Trump afirmou em uma postagem no Truth Social que conversou com o primeiro-ministro australiano Anthony Albanese, cujo país sediou a competição de futebol, após pressionar publicamente para que a Austrália protegesse as jogadoras iranianas. “Acabei de falar com o primeiro-ministro Anthony Albanese, da Austrália, sobre a seleção feminina de futebol do Irã. Ele está cuidando disso!” disse Trump. “Cinco já foram atendidas, e as demais estão a caminho. No entanto, algumas sentem que devem voltar porque estão preocupadas com a segurança de suas famílias, incluindo ameaças a esses familiares se não retornarem.”

Trump continuou: “De qualquer forma, o primeiro-ministro está fazendo um ótimo trabalho lidando com essa situação bastante delicada. Deus abençoe a Austrália!” Em uma postagem anterior na manhã de segunda-feira, Trump foi mais crítico em relação ao governo australiano, sugerindo que o país não estava fazendo o suficiente para proteger a equipe iraniana e prometeu que os EUA acolheriam as jogadoras se a Austrália não lhes concedesse asilo. “A Austrália está cometendo um terrível erro humanitário ao permitir que a seleção feminina de futebol do Irã seja forçada a voltar ao Irã, onde provavelmente serão mortas”, afirmou Trump em uma postagem anterior no Truth Social. “Não faça isso, senhor primeiro-ministro, dê ASILO. Os EUA as acolherão se você não o fizer.”

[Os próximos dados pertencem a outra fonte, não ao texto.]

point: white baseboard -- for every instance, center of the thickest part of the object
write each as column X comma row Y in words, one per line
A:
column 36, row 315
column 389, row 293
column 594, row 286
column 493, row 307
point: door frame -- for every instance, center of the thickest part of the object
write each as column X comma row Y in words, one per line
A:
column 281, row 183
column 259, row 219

A seleção de futebol viajou para a Austrália no mês passado para a Copa Asiática Feminina. No domingo, a equipe perdeu sua última partida de grupo contra as Filipinas, o que significa que não avançaria no campeonato e estaria deixando o país. A treinadora da equipe, Marziyeh Jafari, disse à Associated Press que os membros da equipe “querem voltar ao Irã assim que puderem”. No entanto, o site The Athletic informou que cinco membros da equipe desertaram e estão em uma casa segura sob a vigilância da Polícia Federal Australiana.

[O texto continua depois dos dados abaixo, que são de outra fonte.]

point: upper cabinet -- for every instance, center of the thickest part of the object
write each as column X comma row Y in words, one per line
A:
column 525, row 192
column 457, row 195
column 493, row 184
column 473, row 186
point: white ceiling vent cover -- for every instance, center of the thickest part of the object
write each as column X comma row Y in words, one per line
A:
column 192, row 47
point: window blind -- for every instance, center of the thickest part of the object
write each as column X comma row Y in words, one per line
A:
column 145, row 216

Segundo fontes com conhecimento da operação que falaram ao The Athletic sob condição de anonimato, as autoridades australianas ajudaram as cinco jogadoras a deixarem o hotel na segunda-feira, após a derrota da equipe contra as Filipinas. O Irã e a região circundante estão imersos em guerra desde 28 de fevereiro, quando os EUA e Israel lançaram uma onda de ataques militares contra o Irã. Na semana passada, a seleção feminina de futebol do Irã permaneceu em silêncio enquanto seu hino nacional tocava antes da partida de abertura contra a Coreia do Sul. A mídia estatal iraniana criticou as jogadoras pelo ato, chamando-as de “traidoras em tempos de guerra”, segundo o The Athletic.

A equipe não especificou o motivo de seu silêncio durante o hino, e as jogadoras cantaram o hino nas duas partidas seguintes. A crítica que as jogadoras receberam por seu silêncio durante o hino gerou preocupações sobre sua segurança. O Conselho Iraniano Australiano iniciou uma petição online, que já havia arrecadado mais de 74.000 assinaturas até segunda-feira, pedindo às autoridades australianas que “assegurem que nenhum membro da seleção feminina de futebol do Irã deixe a Austrália enquanto houver temores credíveis por sua segurança” e “garantam que qualquer jogadora que deseje buscar proteção possa fazê-lo de forma segura, privada e sem interferência de oficiais ou manipuladores associados ao regime.”

“Onde houver evidências credíveis de que atletas visitantes possam enfrentar perseguição, prisão, coerção ou pior ao retornar, o silêncio não é uma posição neutra”, afirma a petição. “O atual ambiente de guerra intensificou a repressão, o medo e os riscos enfrentados por qualquer um que seja publicamente percebido pela República Islâmica como desleal e um ‘traidor’.”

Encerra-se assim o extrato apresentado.